Nach 1980 bis zum 21. Jahrhundert

Wirtschaftliche Schwierigkeiten mit hoher Inflation und Arbeitslosigkeit sowie zunehmende innenpolitische Spannungen führten Peru Anfang der 1980er Jahre in eine schwere Krise mit einer Eskalation der Gewalt zwischen Staat und Guerilla. 1970 hatte sich eine Organisation namens Sendero Luminoso (Leuchtender Pfad, offiziell: Kommunistische Partei Perus) gegründet, die auf maoistischen Grundsätzen fußend zunächst eine politische Neuregelung in der peruanischen Provinz Ayacucho zu erreichen versuchte. Anfang der 1980er Jahre wurde die Gruppe zunehmend gewaltbereit, nachdem sie in den Untergrund gegangen war. Es kam zu einem Guerillakrieg zwischen Anhängern des Leuchtenden Pfads unter Führung von Abimael Guzmán (geb. 1934) und der Regierung. Nach zehn Jahren kontrollierte der Leuchtende Pfad große Teile des Landes. 1990 wurde Alberto Fujimori (geb. 1938) zum Staatspräsidenten Perus gewählt. Er versuchte, die Wirtschaft zu sanieren, um die Krise zu überwinden. Außerdem führte er einen harten Kampf gegen die Guerilla, bei dem viele Guerilla-Anhänger und Unbeteiligte umgebracht wurden. 1992 wurden führende Mitglieder des Leuchtenden Pfads verhaftet, darunter Abimael Guzmáns. Dem Aufruf zur Entwaffnung mit dem Angebot einer Amnestie folgten zahlreiche Untergrundkämpfer. Dennoch gab es in der Folgezeit immer wieder einzelne Attacken der Guerilla. So besetzten sie 1996 die japanische Botschaft, bei deren Befreiung durch die peruanische Armee alle Geiselnehmer, eine Geisel und zwei Soldaten getötet wurden.

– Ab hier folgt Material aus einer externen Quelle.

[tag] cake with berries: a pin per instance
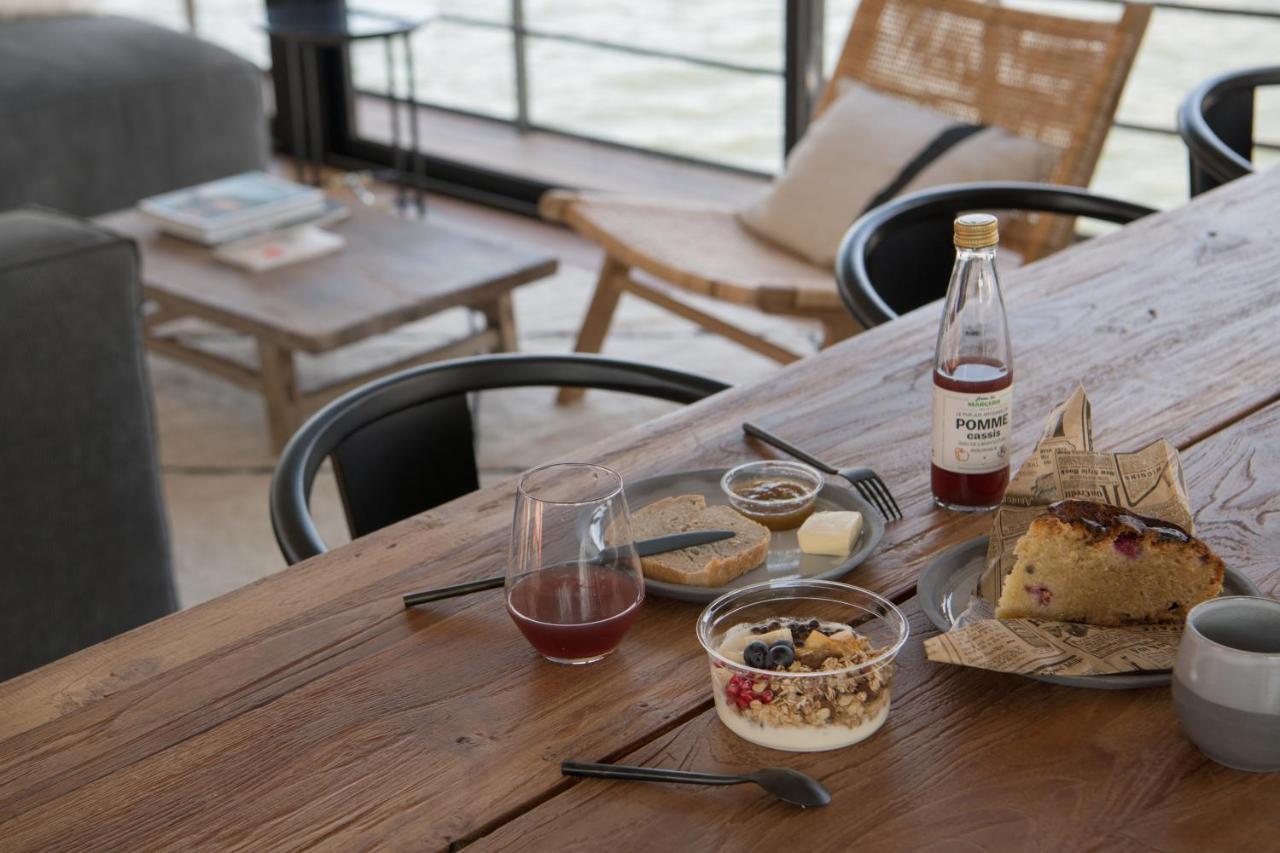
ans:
(1092, 562)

1992 löste Fujimori das Parlament auf und suspendierte die Verfassung. Die folgende neue Verfassung gab dem Präsidenten umfangreiche Macht. Er errichtete eine "Regierung des Notstands und der nationalen Umstrukturierung", die mit einer diktatorischen Herrschaft gleichzusetzen war. 2000 wurde Fujimori wegen Korruption und Verstößen gegen die Menschenrechte seines Amtes enthoben und bei dem Versuch, nach Chile einzureisen, in Santiago verhaftet. Seit 2000 ist Alejandro Toledo (geb. 1946) Präsident Perus. Ende August 2003 legte eine 2001 einberufene Wahrheits- und Versöhnungskommission ihren Abschlussbericht über die 20 Jahre lang in Peru begangenen Menschenrechtsverletzungen vor.
Bei der Stichwahl vom 6. Juni 2011 besiegte der Linkssozialist Ollanta Humala (geb. 1963) knapp mit 50,7% seine Gegenkandidatin Keiko Fujimori, die 49,3% der Stimmen erhielt. Bei der vorangegeangenen Wahl im April 2011 hatte er noch 31,1% der Stimmen erhalten, was die Stichwahl vom 6. Juni erforderlich gemacht hatte. Humala hatte bei der Wahl vor 5 Jahren gegen Alan Garcia verloren, dem er jetzt im Amt nachfolgt.